YABANCI
Merhaba arkadaşlar bugün sizlere varoluşçu edebiyatın en önemli temsilcilerinden biri olan Fransız Yazar Albert Camus’lun ilk kitabını yani Yabancı’yı anlatacağım. 110 sayfadan oluşan bu kısa kitap farklı bir şeyler barındırmasaydı nobel edebiyat ödülü alamazdı sanırım. Bu da önemli bir kitap olmanın sayfa sayısının çokluğundan değil cümlelerin niteliğinden geldiğinin bir göstergesi olmalı. Yapı bakımından kitap da aksiyondan çok kişilik özellikleri üzerinden durulduğu için oblomova benziyor ve bence oblomovdan sonra bu türdeki en iyi kitap sayılabilir. Fakat konu olarak çok basit. Bütün her şey kısa bir zamanda olup bitiyor. Cezayir’de, bir rastlantı sonucu, bir Arap’ı öldüren orta sınıftan bir Fransız’ın kendisini adım adım ölüme götüren süreci kayıtsız biçimde izlemesini konu alıyor. Konunun özetinde dediğim gibi kahraman süreci kayıtsız biçimde izliyor. İşte kitabın ismi de buradan geliyor. Topluma ve kendine yabancılaşmış bir kişi yani yabancı. Yabancı, hayatın ve toplumun saçma, düşünmenin yorucu ve yaşamın makineleşmiş olduğunu gösteriyor. Ve bu mesajı kitabın ilk satırından son satırına her anında vurguluyor.
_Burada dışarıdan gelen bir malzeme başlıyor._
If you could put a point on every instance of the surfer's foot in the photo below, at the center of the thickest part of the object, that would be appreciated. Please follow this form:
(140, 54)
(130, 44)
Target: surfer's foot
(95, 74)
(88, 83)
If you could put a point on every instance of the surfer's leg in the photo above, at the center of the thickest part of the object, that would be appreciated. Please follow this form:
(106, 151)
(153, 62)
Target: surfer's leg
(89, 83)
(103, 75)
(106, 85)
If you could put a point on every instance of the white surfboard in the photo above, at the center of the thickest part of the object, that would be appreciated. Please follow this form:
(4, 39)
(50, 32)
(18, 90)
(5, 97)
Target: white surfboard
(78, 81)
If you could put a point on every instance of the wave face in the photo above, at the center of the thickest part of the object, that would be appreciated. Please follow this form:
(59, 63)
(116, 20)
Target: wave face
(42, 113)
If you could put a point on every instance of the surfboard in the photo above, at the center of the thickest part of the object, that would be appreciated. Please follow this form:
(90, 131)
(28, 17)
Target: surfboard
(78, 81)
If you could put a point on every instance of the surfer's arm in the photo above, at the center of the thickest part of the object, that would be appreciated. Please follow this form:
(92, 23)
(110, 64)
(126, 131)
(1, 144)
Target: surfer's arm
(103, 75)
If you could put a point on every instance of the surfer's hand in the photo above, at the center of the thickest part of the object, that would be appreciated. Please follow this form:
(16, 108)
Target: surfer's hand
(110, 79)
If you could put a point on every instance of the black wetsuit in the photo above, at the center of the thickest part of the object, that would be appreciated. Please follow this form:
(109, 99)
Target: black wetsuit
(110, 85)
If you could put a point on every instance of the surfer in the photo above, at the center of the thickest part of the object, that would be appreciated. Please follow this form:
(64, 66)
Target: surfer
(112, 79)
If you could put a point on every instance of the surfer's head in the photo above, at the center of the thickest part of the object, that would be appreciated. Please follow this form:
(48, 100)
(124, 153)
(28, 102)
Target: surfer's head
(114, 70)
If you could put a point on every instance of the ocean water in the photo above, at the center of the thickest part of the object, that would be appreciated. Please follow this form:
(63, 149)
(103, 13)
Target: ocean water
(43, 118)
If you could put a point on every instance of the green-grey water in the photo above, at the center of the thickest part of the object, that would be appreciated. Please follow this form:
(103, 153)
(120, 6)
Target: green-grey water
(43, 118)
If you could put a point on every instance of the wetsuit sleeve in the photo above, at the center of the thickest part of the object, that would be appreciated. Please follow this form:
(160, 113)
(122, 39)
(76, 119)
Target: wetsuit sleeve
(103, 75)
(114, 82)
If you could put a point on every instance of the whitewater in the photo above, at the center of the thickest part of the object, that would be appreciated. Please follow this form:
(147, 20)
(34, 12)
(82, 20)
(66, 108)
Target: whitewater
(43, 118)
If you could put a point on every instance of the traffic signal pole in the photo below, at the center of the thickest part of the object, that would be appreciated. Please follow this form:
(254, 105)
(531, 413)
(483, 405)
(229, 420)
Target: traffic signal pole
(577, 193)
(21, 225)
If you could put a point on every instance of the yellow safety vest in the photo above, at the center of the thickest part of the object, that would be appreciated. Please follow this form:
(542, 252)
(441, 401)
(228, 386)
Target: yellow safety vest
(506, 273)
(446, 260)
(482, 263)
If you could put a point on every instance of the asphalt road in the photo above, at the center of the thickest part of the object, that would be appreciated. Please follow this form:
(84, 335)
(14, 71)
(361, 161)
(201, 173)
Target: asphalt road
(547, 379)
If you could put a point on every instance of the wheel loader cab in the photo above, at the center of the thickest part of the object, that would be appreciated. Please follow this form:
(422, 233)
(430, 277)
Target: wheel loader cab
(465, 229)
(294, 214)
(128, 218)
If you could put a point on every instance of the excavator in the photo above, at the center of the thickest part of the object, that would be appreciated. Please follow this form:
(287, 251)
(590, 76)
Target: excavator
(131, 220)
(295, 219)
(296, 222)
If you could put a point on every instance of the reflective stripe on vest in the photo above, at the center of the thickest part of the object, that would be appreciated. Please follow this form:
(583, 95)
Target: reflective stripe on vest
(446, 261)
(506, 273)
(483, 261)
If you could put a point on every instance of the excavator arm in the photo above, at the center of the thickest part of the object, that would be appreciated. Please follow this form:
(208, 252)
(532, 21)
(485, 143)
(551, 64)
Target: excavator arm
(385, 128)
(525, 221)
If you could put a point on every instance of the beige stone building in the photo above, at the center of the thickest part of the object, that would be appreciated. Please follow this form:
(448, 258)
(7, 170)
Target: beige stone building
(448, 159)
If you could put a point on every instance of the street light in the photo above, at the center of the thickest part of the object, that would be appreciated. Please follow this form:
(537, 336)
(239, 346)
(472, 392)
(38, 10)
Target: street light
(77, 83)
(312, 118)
“Bugün annem öldü. Belki de dün, bilmiyorum. Huzur evinden
bir telgraf aldım. "Anneniz vefat etti. Cenazesi yarın kaldırılacak.
Saygılar." Bundan bir şey anlaşılmıyor. Belki de dündü.” Diye başlıyor
kitap ve kahramanımızın ruhsuzluğu içinize işliyor. Kahramanın duygusuzluğu bir
ara kendimi yalnız hissetmeme bile neden oldu. Düşünmenize ve bazen hak
vermenize neden oluyor bazı satırlar. Özellikle absürt felsefesinin işlendiği
kısımlarda. Örneğin şu satırlar beni çok düşündürmüştü. "Herkes bilir ki,
hayat yaşamak zahmetine değmeyen bir şeydir, aslında 30 ya da 70 yaşında
ölmenin önemli olmadığını bilmez değildim, çünkü her iki halde de gayet tabii olarak
başka erkekler ve kadınlar yine yaşayacaklar ve bu binlerce yıl devam
edecektir. İnsan madem ki ölecektir, bunun nasıl ve ne zaman olacağının önemi
yoktur.”
Camus basit bir yazar olmadığını ilk yapıtıyla ortaya koymuş.
Çok katmanlı ve simgesel, tekrar tekrar okunması gereken bir yapıt çıkartmış.
Ve bu anlattıkları sadece bende oluşturduğu düşünceler ve duygular. Belki de
siz çok daha farklı şeyler göreceksiniz kitap farklı anılarınıza-duygularınız
dokunacak. Bunun için benim anlattıklarımı sadece bir öneri olarak görmenizi
istiyorum. Yani kısacası bu tarz kitaplar anlatılacak değil okunacak kitaplardır.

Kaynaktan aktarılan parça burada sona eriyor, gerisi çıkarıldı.